Turkey’s Banking Regulation and Supervision Agency (BDDK) has filed criminal complaints against 26 people including two former central bank governors, economists and journalists due to their comments about exchange rate movement, the watchdog announced from its Twitter account on Monday.
The BDDK said it had filed criminal complaints against the 26 people due to posts on social media that aim to “manipulate exchange rate movement.” The watchdog said it filed the complaints based on the 74th Article of the country’s Banking Law, which prohibits anyone from deliberately causing a bank to lose prestige, reputation or assets or spread baseless news about it.
Former central bank governors Rüşdü Saraçoğlu and Durmuş Yılmaz, who is also the İYİ (Good) Party deputy chairman, journalists Alican Uludağ, Erk Acarer, Emin Çapa and Mustafa Sönmez, and economists Selçuk Geçer and Güldem Atabay are among the 26 people facing the complaints.
Earlier on Monday, the BDDK said it had filed complaints against only five economists, but it released a list with more people in the evening.
Journalist Sönmez, angered by the BDDK’s actions, said he would file a complaint against the BDDK because it was not the people on the list who were involved in manipulation but President Recep Tayyip Erdoğan and his cronies.
“Billions were stolen. There is little time left before a real trial,” Sönmez said, implying that the people who caused the state to sustain financial losses will stand trial for their actions.
Former central bank governor Yılmaz has been directly targeted by Erdoğan due to his criticism of a series of measures taken by Erdoğan’s government to prevent further dollarization and encourage savings in lira.
According to the plan announced last week, the government will make up for losses incurred by holders of lira deposits should the lira’s declines against hard currencies exceed interest rates promised by banks.

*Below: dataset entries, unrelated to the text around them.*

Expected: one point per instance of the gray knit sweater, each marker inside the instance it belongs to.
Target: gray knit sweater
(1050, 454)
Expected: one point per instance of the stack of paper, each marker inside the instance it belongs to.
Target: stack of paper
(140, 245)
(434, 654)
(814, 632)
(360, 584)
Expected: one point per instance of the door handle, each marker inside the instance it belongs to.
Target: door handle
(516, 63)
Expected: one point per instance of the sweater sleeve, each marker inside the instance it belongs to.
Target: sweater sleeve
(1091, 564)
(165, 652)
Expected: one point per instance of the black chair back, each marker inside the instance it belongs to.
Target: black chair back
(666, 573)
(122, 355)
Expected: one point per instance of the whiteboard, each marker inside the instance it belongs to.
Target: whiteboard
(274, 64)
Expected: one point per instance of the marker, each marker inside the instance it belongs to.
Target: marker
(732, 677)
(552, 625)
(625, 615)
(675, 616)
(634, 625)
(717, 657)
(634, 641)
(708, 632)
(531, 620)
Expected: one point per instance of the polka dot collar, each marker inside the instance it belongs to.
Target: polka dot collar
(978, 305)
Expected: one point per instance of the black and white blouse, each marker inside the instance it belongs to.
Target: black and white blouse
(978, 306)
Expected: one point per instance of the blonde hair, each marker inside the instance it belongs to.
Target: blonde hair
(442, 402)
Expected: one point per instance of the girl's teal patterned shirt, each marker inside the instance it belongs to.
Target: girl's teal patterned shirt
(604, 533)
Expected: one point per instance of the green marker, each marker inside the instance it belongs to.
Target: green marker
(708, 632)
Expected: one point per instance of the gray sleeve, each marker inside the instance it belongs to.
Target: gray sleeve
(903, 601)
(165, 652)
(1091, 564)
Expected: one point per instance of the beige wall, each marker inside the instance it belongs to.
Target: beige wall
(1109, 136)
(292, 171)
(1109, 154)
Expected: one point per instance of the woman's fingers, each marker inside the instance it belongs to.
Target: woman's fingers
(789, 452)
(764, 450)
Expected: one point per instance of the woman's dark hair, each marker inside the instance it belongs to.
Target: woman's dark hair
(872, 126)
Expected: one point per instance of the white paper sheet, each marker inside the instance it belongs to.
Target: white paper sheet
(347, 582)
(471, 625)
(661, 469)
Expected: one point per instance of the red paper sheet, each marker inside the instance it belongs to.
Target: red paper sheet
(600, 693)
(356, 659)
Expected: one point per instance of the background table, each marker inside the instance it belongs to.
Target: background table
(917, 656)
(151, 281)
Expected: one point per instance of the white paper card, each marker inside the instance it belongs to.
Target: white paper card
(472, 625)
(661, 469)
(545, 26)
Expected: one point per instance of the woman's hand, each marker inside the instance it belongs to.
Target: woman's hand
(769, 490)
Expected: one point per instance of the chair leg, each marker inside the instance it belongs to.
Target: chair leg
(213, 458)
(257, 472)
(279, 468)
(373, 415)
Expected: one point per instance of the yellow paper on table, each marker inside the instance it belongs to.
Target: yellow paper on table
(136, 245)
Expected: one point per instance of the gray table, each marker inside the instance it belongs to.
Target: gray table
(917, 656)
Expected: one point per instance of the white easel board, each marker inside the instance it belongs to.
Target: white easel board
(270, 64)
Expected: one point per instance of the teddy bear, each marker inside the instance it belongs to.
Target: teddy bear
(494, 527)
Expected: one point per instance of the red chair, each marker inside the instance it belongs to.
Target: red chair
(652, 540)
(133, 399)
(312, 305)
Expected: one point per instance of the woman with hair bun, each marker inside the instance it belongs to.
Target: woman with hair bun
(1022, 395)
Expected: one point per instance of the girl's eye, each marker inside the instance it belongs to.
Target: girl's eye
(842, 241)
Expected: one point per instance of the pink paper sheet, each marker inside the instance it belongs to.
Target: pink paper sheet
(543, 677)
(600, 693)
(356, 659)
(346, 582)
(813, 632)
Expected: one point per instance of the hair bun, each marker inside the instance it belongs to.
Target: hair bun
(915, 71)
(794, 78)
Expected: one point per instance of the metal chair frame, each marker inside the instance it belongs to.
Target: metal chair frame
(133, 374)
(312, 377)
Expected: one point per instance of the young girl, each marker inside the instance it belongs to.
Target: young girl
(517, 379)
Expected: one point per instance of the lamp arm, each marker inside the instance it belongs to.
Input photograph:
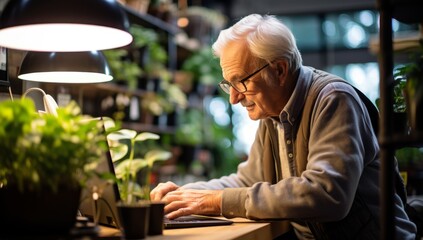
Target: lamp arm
(50, 105)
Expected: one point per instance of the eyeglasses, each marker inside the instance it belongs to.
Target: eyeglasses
(239, 86)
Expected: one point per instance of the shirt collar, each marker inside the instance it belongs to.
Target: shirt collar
(292, 110)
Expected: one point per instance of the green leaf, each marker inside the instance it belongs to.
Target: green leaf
(145, 136)
(129, 166)
(156, 155)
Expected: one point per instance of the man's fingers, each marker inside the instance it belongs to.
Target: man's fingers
(179, 213)
(161, 190)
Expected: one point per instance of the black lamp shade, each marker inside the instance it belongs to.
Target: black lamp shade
(64, 25)
(65, 67)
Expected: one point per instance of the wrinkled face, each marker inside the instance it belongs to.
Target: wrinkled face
(261, 100)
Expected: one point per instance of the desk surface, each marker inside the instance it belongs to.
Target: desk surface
(240, 229)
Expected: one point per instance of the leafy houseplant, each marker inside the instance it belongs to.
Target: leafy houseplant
(42, 157)
(412, 72)
(128, 166)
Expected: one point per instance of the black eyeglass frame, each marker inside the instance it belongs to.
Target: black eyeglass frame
(226, 85)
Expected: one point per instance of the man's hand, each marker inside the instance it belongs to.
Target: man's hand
(183, 202)
(161, 190)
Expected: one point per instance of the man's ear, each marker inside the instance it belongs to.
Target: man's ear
(282, 70)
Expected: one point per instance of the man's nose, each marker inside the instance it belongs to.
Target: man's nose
(234, 96)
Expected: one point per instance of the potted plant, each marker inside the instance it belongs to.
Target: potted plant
(135, 196)
(45, 159)
(412, 72)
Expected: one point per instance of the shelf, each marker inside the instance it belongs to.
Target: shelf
(141, 127)
(92, 90)
(149, 21)
(407, 11)
(400, 141)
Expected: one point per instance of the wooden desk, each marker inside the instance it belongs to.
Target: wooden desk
(242, 229)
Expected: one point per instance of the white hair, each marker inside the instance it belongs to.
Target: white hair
(267, 38)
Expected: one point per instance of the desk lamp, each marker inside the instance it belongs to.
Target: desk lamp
(63, 25)
(65, 67)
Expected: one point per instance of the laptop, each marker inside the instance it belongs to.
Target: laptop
(104, 210)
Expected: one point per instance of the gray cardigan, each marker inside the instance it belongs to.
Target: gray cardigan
(333, 156)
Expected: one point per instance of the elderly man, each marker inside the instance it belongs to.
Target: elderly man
(314, 160)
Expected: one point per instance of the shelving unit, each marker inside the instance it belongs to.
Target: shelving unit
(408, 12)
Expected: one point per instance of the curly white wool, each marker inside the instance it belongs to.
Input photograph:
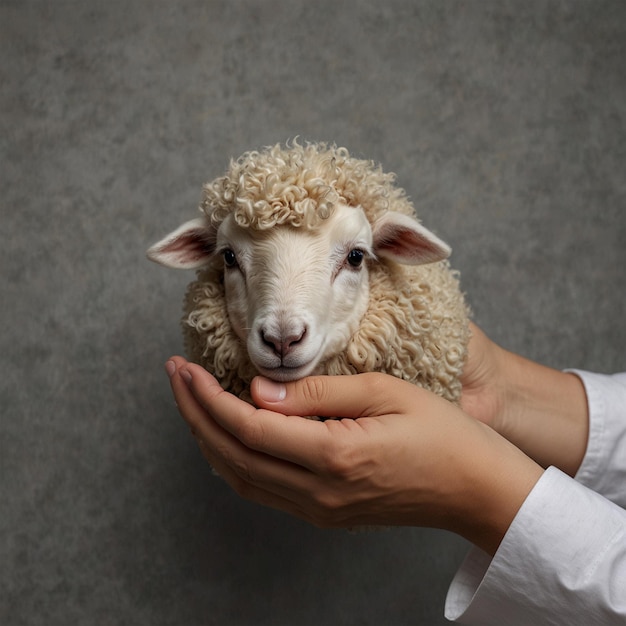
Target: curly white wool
(415, 321)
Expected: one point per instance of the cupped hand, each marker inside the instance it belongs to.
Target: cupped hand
(399, 455)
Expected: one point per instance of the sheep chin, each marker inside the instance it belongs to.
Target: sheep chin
(284, 374)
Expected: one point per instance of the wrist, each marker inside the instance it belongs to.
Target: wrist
(543, 412)
(497, 478)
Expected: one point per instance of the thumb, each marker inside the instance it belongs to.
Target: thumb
(352, 396)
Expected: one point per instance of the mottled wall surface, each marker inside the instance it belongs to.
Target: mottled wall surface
(505, 122)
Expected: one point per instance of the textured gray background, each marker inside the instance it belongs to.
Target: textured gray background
(506, 123)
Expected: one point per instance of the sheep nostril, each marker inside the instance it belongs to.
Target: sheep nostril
(283, 344)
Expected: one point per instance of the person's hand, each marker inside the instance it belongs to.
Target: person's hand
(400, 456)
(484, 386)
(541, 410)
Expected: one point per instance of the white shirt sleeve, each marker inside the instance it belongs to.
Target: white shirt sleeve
(563, 559)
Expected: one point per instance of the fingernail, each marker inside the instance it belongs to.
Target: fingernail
(271, 391)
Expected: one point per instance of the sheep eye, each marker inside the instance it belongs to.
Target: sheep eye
(230, 260)
(355, 257)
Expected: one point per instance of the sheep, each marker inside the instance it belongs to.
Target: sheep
(311, 261)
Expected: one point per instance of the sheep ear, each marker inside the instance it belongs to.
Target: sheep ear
(403, 239)
(188, 247)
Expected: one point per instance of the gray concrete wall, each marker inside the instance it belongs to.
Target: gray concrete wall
(505, 122)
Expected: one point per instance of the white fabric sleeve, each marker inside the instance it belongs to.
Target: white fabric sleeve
(604, 467)
(563, 559)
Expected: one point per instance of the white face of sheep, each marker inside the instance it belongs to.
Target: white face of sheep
(293, 296)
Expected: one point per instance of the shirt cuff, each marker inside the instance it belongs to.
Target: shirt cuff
(563, 558)
(604, 466)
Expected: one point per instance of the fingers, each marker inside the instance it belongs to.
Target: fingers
(291, 439)
(362, 395)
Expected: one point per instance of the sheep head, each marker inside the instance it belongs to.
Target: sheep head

Economists and opposition politicians criticized Erdoğan’s new plan, with many saying that the measures amounted to an indirect interest rate hike and that the Turkish lira would continue surging in spite of them. Yılmaz was one of the critics, which made him a direct target of Erdoğan.
“This person has committed a crime, too. They [he and the others] will be held accountable for this. His membership in parliament may save him [from prosecution], but he will pay for it in damages,” said Erdoğan, referring to Yılmaz.

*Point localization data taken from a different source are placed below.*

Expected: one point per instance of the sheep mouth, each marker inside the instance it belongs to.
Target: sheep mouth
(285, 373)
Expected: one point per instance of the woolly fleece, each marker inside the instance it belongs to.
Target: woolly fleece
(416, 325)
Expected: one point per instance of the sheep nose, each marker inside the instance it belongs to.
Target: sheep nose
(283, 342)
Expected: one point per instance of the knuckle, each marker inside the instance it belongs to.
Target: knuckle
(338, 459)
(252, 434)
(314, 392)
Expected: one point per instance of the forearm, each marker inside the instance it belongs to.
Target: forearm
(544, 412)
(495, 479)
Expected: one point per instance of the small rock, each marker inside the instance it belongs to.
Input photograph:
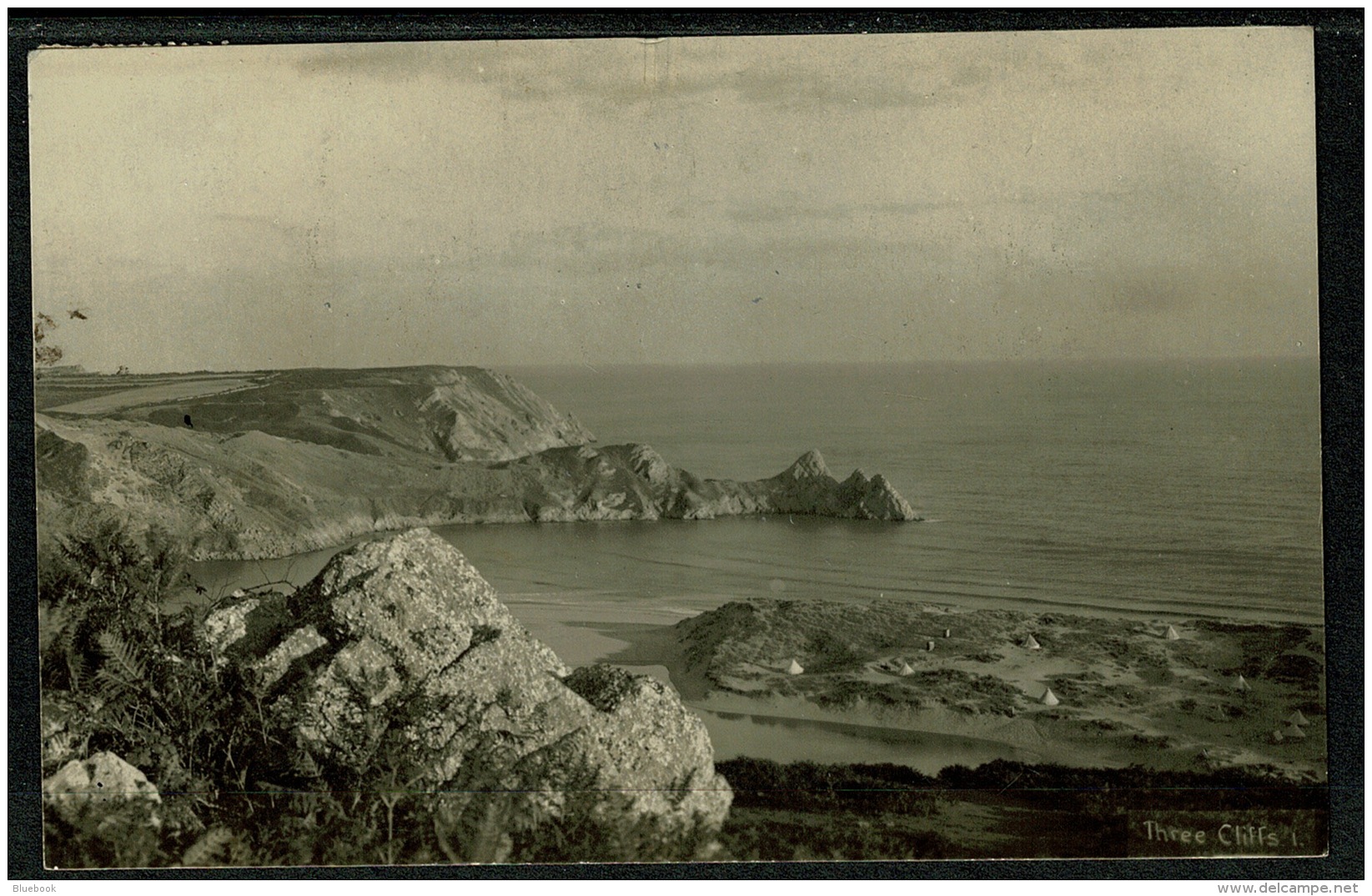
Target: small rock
(103, 789)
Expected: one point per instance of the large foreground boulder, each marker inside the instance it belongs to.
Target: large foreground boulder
(398, 664)
(103, 795)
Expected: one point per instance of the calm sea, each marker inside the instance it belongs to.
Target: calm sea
(1169, 489)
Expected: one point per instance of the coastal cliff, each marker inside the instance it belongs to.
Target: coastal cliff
(266, 466)
(1086, 691)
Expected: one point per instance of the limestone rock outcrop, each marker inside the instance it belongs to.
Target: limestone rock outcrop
(302, 460)
(103, 795)
(400, 663)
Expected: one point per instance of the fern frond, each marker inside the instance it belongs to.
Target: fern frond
(209, 848)
(123, 663)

The BDDK released a written statement on Twitter last Tuesday saying it had observed that there were people attempting to “manipulate the positive course of exchange rate movements” through visual, print and social media.
“The necessary investigations into these people will be carried out, and [then] a criminal complaint will be made to the chief public prosecutor’s office. Our institution closely follows all such attempts [of manipulation],” the BDDK added.

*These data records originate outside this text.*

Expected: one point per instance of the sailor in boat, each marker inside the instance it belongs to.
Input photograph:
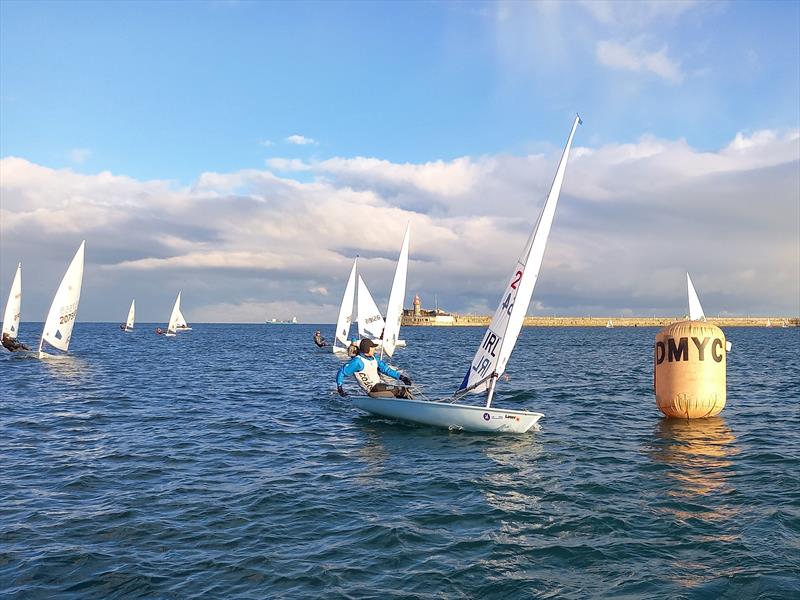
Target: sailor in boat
(366, 368)
(13, 344)
(319, 340)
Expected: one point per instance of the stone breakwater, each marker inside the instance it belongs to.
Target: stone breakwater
(483, 321)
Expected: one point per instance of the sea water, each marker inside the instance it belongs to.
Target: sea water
(221, 464)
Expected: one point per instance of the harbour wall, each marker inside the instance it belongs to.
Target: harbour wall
(483, 321)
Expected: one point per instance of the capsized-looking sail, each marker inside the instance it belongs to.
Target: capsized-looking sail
(695, 310)
(346, 309)
(501, 336)
(13, 306)
(394, 311)
(370, 320)
(61, 318)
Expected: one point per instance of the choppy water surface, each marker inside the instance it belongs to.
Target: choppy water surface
(221, 464)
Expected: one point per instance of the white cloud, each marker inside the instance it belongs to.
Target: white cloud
(79, 155)
(300, 140)
(633, 57)
(633, 218)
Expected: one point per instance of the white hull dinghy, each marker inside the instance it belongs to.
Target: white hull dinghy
(60, 320)
(495, 349)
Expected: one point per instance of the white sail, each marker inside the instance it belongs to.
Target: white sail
(346, 310)
(495, 349)
(370, 320)
(173, 318)
(695, 310)
(394, 311)
(131, 315)
(13, 306)
(61, 318)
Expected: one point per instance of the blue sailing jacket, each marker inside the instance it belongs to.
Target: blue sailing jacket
(357, 364)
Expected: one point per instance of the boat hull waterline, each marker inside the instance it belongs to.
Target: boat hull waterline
(463, 417)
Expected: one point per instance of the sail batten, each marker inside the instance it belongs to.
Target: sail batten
(13, 306)
(394, 311)
(497, 344)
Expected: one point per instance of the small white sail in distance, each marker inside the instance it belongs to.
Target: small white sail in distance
(346, 311)
(492, 355)
(394, 311)
(695, 310)
(61, 317)
(131, 315)
(370, 320)
(172, 327)
(13, 306)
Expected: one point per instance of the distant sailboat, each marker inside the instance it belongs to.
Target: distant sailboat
(341, 340)
(368, 316)
(172, 327)
(61, 317)
(495, 348)
(394, 310)
(128, 326)
(695, 310)
(13, 307)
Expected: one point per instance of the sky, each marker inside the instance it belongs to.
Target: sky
(245, 152)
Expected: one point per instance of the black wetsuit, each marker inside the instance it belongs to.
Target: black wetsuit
(13, 344)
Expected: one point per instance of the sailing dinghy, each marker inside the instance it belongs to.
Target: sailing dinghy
(172, 327)
(60, 319)
(128, 326)
(13, 307)
(695, 310)
(341, 340)
(495, 349)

Turkey’s lira on Dec. 20 posted its biggest gain in decades, rebounding after soaring as much as 20 percent against the US dollar on the same day to a record low of 18.36. It traded at as strong as 11.09 in İstanbul on Tuesday morning, according to Bloomberg, which also said the two-day rally of the lira was the biggest since 1983.
Since the beginning of November, the lira has lost a third of its value versus the US dollar.
Under pressure from Erdoğan, Turkey’s technically independent central bank has utilized four rate cuts in a row to decrease its policy rate from 19 percent to 14 percent, sending the lira to historic lows.
In remarks to Halk TV on Monday, Çapa said the BDDK’s move was aimed at intimidating and silencing the economists.
“Leaving me aside, someone like Durmuş Yılmaz, who served in the top position at the central bank, is being discredited. This is unacceptable,” said Çapa, adding that he would continue to do his job as an economy reporter.